Por qué menciono sus nombres. Porque han mencionado el mío, y en este blog, en tiempos recientes, se ha visto con qué intenciones, en qué contextos y en qué términos. Por eso alimenté la discusión, para que quedara expuesto lo que esa gente es, cómo funciona y –¡siendo artistas, o sea...!– cómo se expresan cuando no están en público o en persona. Si en algo he mentido o me he equivocado, que me lo digan y con gusto voy a rectificar. La respuesta, hasta ahora, ha sido el silencio público y más chismes del tipo que ya conocemos. (Es cierto, vivo como ermitaño. Pero vieran de lo que se entera uno aquí encerradito. Por eso sigo encerradito.)

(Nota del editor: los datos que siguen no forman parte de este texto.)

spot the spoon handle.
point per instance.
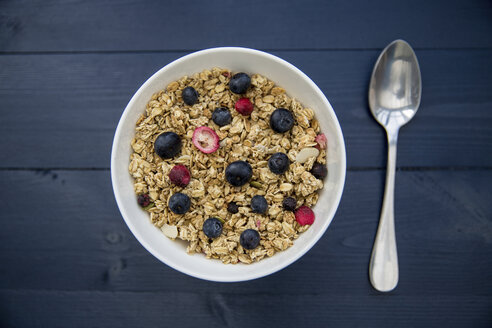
(383, 268)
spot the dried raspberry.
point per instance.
(205, 139)
(304, 215)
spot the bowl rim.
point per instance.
(177, 266)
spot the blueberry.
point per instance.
(167, 145)
(232, 208)
(259, 204)
(281, 120)
(179, 203)
(221, 116)
(190, 96)
(319, 171)
(239, 83)
(250, 239)
(289, 204)
(278, 163)
(238, 173)
(212, 228)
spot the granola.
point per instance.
(246, 138)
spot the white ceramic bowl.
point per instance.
(297, 85)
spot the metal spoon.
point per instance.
(394, 97)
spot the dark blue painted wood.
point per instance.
(169, 25)
(74, 240)
(72, 103)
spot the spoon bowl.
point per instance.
(394, 98)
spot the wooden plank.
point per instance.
(62, 110)
(61, 230)
(229, 309)
(172, 25)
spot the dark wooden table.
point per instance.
(67, 70)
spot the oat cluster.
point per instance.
(247, 138)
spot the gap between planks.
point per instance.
(150, 51)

Por qué escribo algunas de las cosas que escribo (es decir las “peleas” y eso). Por dos motivos: A) Hartazgo. B) Exorcismo. Llega un momento en que me harto y suelto lo que tengo que soltar para que no me rebase y me enferme. A veces lo hago en el blog, a veces en otras partes y en otras cosas. Luego, con esas cantidades de energías negativas y amargura y dolor, algo se le pega a uno; es imposible evitarlo. Escribirlo en el querido diario es un modo de no quedarse con ello, o de ponerlo en la manejable escala de las palabras. Escribirlo en un querido blog es devolverle a esa gente algo que le pertenece, y con lo que no quiero quedarme. Es decir: si alguien no me pone propaganda política en el plato mientras estoy comiendo, puede estar seguro de que no voy a escribir sobre eso. Si alguien no reparte pornografía infantil con el cliente de correo de Krisma, seguro que no lo voy a escribir y, la próxima vez que lo vea, no le voy a romper el hocico.
En algún post hay una mención a mi amigo, en la que dice que capté mal algo que dijo en público, y que varia gente --yo incluido-- interpretó como una referencia directa a mí. Le ofrecí ponerlo por acá, para aclararlo, y me dijo que no. En el contexto no vi equivocación de mi parte, pero igual la regué, y quizá valga la pena mostrar la contraparte. La oferta sigue en pie.